Desiree Sainthrope is a legal expert whose mastery of global compliance and international trade agreements makes her a pivotal voice in the discussion surrounding data privacy. As the European Union navigates the treacherous waters of the Digital Omnibus proposal, her ability to dissect the tension between innovation and regulation provides essential clarity for practitioners. This conversation explores the shifting legal sands of “legitimate interest” for AI training, the conflicting opinions of European data protection authorities, and the potential for a regulatory landscape defined more by uncertainty than by clear mandates.

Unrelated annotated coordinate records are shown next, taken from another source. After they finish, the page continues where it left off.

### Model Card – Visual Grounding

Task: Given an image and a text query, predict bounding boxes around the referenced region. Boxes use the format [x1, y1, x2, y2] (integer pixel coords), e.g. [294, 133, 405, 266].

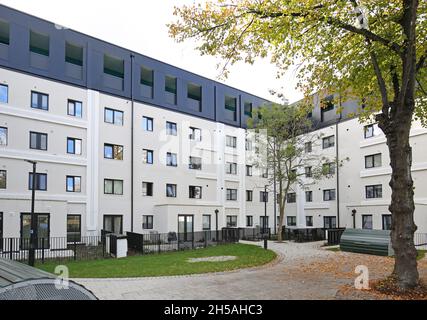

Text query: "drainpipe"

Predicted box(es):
[130, 53, 135, 232]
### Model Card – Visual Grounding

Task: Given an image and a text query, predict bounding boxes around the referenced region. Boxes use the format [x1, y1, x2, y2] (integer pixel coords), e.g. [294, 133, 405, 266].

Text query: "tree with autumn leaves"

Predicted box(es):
[169, 0, 427, 289]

We delve into how the December 2024 and February 2026 opinions have reshaped the accountability expectations for companies aiming to process data at scale.
How has the recent back-and-forth between the European Commission and the Council regarding the Digital Omnibus proposal impacted the perceived stability of legitimate interest as a legal ground for AI development?

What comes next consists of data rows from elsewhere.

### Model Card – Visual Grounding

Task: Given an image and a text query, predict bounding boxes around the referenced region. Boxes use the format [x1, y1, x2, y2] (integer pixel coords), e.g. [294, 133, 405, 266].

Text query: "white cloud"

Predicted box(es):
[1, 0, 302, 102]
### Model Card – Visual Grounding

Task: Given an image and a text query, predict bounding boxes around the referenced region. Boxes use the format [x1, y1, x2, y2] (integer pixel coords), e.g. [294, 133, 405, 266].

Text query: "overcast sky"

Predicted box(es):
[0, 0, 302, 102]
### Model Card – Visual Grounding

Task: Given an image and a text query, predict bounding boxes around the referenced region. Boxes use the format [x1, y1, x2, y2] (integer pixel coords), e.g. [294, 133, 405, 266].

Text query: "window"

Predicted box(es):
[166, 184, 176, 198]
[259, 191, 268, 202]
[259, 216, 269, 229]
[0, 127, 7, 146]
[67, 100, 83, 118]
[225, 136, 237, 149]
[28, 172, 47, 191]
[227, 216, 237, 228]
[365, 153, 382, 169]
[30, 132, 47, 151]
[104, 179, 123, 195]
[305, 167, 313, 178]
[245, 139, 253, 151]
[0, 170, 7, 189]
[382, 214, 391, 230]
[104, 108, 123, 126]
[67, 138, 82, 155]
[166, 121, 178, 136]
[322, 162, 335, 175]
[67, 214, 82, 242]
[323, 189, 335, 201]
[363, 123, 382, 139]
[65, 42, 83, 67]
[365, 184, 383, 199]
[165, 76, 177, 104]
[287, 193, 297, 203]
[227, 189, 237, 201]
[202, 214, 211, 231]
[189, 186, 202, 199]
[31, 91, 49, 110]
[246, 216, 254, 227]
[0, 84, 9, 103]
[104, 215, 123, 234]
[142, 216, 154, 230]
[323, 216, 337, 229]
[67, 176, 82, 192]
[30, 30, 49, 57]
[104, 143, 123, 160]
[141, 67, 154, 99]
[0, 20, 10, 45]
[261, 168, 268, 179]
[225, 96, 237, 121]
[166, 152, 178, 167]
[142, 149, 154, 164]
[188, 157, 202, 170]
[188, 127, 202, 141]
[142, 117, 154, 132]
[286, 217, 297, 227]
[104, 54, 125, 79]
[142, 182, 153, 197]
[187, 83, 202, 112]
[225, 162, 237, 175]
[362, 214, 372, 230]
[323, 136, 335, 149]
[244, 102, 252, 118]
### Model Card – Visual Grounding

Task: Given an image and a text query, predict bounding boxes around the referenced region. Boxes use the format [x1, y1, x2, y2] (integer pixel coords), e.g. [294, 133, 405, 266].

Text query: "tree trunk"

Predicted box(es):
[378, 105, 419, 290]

The regulatory environment in Brussels has transitioned from a period of relative optimism to one of deep frustration for those on the front lines. Initially, the December 2024 opinion from the European Data Protection Board offered a sense of security, suggesting that “legitimate interest” could serve as a functional legal basis for training artificial intelligence, provided strict accountability was maintained. However, the recent pivot by the Council of the European Union to potentially scrap this provision has introduced a thick layer of legal fog. Instead of enshrining these practices into primary law, we are left wondering if member states are simply being cautious or if they fundamentally disagree with the current practice. This uncertainty forces companies to rely on non-binding guidance, which feels like building a skyscraper on shifting sand rather than a solid legal foundation.
What are the primary concerns regarding the accountability of organizations that might utilize these legal pathways to process data on a massive scale without explicit user consent?

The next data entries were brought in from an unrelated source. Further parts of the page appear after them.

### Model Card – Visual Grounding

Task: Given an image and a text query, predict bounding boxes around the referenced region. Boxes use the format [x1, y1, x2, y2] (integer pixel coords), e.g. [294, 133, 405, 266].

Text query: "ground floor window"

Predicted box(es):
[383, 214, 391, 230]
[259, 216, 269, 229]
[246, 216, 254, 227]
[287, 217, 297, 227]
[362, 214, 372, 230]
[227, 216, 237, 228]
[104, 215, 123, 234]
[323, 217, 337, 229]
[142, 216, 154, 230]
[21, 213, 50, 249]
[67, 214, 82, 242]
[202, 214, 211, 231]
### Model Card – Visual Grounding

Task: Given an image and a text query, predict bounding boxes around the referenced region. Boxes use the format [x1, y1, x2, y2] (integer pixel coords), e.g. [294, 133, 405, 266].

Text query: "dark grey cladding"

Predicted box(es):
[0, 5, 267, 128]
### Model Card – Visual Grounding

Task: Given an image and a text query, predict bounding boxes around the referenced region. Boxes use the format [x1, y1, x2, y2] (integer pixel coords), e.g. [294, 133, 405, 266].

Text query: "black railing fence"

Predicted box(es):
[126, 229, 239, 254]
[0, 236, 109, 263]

The joint opinion released by the EDPB and the European Data Protection Supervisor in February 2026 highlights a significant anxiety regarding potential loopholes. There is a palpable fear among civil society and certain regulators that relying on legitimate interest could effectively bypass the need for user consent during the large-scale processing of personal information. To prevent this, the 2026 opinion insists that if this legal basis remains, the conditions for its application must be far more rigorous and transparent than what is currently proposed. We are looking at a high-stakes environment where a “legitimate interest assessment” is no longer just a checkbox, but a complex narrative that must prove the innovation’s value outweighs individual privacy risks. The stakes are incredibly high, as failing to meet these accountability bars could lead to crippling compliance challenges under the current, more rigid regime.
In what ways would the removal of specific GDPR amendments from the Omnibus proposal hinder the ability of European companies to remain competitive and bold in the global AI market?
Removing this language from the proposal essentially kills the chance for legislators to provide a “how-to” guide for applying GDPR in real-life AI scenarios. Without primary law coverage, European firms are left in a state of paralysis, unsure if their massive investments in model training will be retroactively deemed illegal by a shifting interpretation of non-binding rules. This debate is fundamental because the final outcome will dictate exactly how bold a company can afford to be when competing with tech giants from regions with fewer restrictions. We are currently missing the opportunity to see how the law survives contact with complex machine learning use cases, which is a massive blow to long-term innovation strategy. If we return to the status quo, the legal friction of navigating these unwritten rules will likely slow down the deployment of home-grown European AI.
What is your forecast for the future of AI regulatory compliance in Europe over the next several years?
I anticipate a period defined by “regulatory exhaustion” as companies struggle to reconcile the conflicting signals coming from the Commission, the Council, and various data protection authorities. We will likely see a surge in enforcement actions and legal challenges that will force the European Court of Justice to step in where the legislators have hesitated. Until then, the lack of a codified “legitimate interest” ground in the Digital Omnibus will mean that only the most well-funded companies can afford the legal risks associated with training cutting-edge models. It is a bittersweet outlook; while the focus on privacy remains a core European value, the lack of a simplified path forward might lead to a brain drain of AI talent to more predictable jurisdictions. The next five years will be a grueling test of whether Europe can actually balance its high privacy standards with the reality of a fast-moving, data-hungry technological revolution.